You can probably get away with adding 1 to the value returned by sqlite3_last_insert_rowid under certain conditions, for example, using the same database connection and there are no other concurrent writers. Of course, you may refer to the sqlite source code to back up these assumptions.

However, you might also seriously consider using a different approach that doesn't require predicting the next ID. Even if you get it right for the version of sqlite you're using, things could change in the future and it will certainly make moving to a different database more difficult.

Insert the row with an INVALID flag of some kind, Get the ID, edit it, as needed, delete if necessary or mark as valid. That and don't worry about gaps in the sequence

BTW, you will need to figure out how to do the invalid part yourself. Marking something as NULL might work depending on the specifics.

Edit: If you can, use Eevee's suggestion of using proper transactions. It's a lot less work.

I realize your application using SQLite is small and SQLite has its own semantics.

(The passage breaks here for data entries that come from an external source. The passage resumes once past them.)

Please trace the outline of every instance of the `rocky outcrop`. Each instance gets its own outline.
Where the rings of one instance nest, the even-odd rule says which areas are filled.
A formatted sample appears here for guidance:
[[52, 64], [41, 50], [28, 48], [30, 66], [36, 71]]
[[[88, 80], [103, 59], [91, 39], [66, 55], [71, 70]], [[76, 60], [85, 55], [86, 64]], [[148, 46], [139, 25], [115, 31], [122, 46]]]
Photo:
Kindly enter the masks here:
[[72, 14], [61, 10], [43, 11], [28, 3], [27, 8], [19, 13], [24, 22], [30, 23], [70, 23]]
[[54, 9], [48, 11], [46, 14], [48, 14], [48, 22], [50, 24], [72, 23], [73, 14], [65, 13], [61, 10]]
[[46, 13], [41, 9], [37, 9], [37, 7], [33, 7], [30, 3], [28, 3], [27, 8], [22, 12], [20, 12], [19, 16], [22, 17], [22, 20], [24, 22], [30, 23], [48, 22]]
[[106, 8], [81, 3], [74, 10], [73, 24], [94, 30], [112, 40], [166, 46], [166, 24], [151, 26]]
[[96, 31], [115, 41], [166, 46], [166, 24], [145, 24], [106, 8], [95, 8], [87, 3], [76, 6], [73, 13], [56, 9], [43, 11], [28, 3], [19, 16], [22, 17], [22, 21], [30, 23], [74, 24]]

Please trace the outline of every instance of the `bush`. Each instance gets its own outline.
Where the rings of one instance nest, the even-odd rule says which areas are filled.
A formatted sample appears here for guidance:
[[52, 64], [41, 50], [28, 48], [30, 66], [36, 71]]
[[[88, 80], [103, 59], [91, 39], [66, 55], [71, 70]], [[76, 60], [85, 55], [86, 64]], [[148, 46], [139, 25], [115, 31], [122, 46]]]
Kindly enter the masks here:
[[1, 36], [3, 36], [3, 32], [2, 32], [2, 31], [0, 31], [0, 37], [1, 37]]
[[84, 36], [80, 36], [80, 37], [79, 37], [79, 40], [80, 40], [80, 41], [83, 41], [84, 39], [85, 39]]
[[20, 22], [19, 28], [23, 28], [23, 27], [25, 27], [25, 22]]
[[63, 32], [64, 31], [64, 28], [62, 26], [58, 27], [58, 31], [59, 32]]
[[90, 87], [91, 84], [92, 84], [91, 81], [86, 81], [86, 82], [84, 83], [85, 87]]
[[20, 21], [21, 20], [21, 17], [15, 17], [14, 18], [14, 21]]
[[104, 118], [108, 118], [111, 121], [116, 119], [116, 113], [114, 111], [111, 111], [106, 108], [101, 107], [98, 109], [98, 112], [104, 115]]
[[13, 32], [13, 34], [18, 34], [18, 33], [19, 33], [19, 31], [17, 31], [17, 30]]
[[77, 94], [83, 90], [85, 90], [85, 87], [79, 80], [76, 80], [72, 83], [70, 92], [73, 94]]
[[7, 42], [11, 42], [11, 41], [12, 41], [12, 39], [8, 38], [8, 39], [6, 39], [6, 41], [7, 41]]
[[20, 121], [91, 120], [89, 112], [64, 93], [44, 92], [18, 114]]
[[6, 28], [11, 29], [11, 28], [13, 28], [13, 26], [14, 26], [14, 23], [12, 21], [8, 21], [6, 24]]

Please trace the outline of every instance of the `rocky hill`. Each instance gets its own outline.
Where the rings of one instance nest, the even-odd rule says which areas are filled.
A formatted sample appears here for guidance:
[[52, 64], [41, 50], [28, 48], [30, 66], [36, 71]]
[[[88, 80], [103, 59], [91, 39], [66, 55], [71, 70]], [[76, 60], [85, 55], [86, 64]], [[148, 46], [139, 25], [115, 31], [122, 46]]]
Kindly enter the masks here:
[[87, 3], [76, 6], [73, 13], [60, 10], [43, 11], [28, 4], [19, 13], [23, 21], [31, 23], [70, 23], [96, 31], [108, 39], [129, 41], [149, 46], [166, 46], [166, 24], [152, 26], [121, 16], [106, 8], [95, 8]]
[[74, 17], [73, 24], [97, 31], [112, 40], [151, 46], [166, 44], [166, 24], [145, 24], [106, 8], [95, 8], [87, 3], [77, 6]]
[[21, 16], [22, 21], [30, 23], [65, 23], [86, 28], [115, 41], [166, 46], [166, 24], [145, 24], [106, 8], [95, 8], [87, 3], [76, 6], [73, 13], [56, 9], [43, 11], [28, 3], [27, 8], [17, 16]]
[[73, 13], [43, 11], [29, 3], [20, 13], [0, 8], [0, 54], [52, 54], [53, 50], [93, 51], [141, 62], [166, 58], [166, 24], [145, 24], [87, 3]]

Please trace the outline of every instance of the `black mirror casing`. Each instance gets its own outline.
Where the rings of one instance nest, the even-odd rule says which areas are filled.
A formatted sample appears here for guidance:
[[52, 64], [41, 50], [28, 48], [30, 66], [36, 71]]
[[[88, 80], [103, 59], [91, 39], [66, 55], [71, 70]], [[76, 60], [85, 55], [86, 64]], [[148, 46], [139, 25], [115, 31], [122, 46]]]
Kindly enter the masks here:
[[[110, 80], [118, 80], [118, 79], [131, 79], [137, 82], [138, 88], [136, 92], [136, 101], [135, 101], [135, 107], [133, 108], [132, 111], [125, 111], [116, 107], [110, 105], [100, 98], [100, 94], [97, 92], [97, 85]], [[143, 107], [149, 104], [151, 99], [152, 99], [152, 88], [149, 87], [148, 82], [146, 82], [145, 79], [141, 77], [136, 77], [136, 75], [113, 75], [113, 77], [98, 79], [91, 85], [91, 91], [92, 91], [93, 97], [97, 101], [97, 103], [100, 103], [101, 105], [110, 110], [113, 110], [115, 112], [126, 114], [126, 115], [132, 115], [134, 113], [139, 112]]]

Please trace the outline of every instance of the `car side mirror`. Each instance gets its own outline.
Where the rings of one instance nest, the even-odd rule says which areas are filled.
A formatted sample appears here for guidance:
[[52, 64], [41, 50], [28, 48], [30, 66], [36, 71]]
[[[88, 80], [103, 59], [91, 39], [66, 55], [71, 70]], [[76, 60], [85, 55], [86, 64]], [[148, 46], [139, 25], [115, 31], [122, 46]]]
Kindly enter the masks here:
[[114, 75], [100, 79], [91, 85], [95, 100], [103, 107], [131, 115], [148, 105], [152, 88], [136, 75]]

Other solutions posted here may well have the effect that you want in this specific setting, but in my view every single one of them I have read so far is fundamentally incorrect and should be avoided.

In a normal environment holding a transaction for user input should be avoided at all costs. The way to handle this, if you need to store intermediate data, is to write the information to a scratch table for this purpose and then attempt to write all of the information in an atomic transaction. Holding transactions invites deadlocks and concurrency nightmares in a multi-user environment.

In most environments you cannot assume data retrieved via SELECT within a transaction is repeatable. For example

SELECT Balance FROM Bank ...
UPDATE Bank SET Balance = valuefromselect + 1.00 WHERE ...

Subsequent to UPDATE the value of balance may well be changed. Sometimes you can get around this by updating the row(s) your interested in Bank first within a transaction as this is guaranteed to lock the row preventing further updates from changing its value until your transaction has completed.

However, sometimes a better way to ensure consistency in this case is to check your assumptions about the contents of the data in the WHERE clause of the update and check row count in the application. In the example above when you "UPDATE Bank" the WHERE clause should provide the expected current value of balance:

WHERE Balance = valuefromselect

If the expected balance no longer matches neither does the WHERE condition -- UPDATE does nothing and rowcount returns 0. This tells you there was a concurrency issue and you need to rerun the operation again when something else isn't trying to change your data at the same time.

select max(id) from particular_table is unreliable for the reason below..

http://www.sqlite.org/autoinc.html

"The normal ROWID selection algorithm described above will generate monotonically increasing unique ROWIDs as long as you never use the maximum ROWID value and you never delete the entry in the table with the largest ROWID. If you ever delete rows or if you ever create a row with the maximum possible ROWID, then ROWIDs from previously deleted rows might be reused when creating new rows and newly created ROWIDs might not be in strictly ascending order."

I think this can't be done because there is no way to be sure that nothing will get inserted between you asking and you inserting. (you might be able to lock the table to inserts but Yuck)

BTW I've only used MySQL but I don't think that will make any difference)

Most likely you should be able to +1 the most recent id. I would look at all (going back a while) of the existing id's in the ordered table .. Are they consistent and is each row's ID is one more than the last? If so, you'll probably be fine. I'd leave a comments in the code explaining the assumption however. Doing a Lock will help guarantee that you're not getting additional rows while you do this as well.

Select the last_insert_rowid() value.

Most of everything that needs to be said in this topic already has... However, be very careful of race conditions when doing this. If two people both open your application/webpage/whatever, and one of them adds a row, the other user will try to insert a row with the same ID and you will have lots of issues.

select max(id) from particular_table;

The next id will be +1 from the maximum id.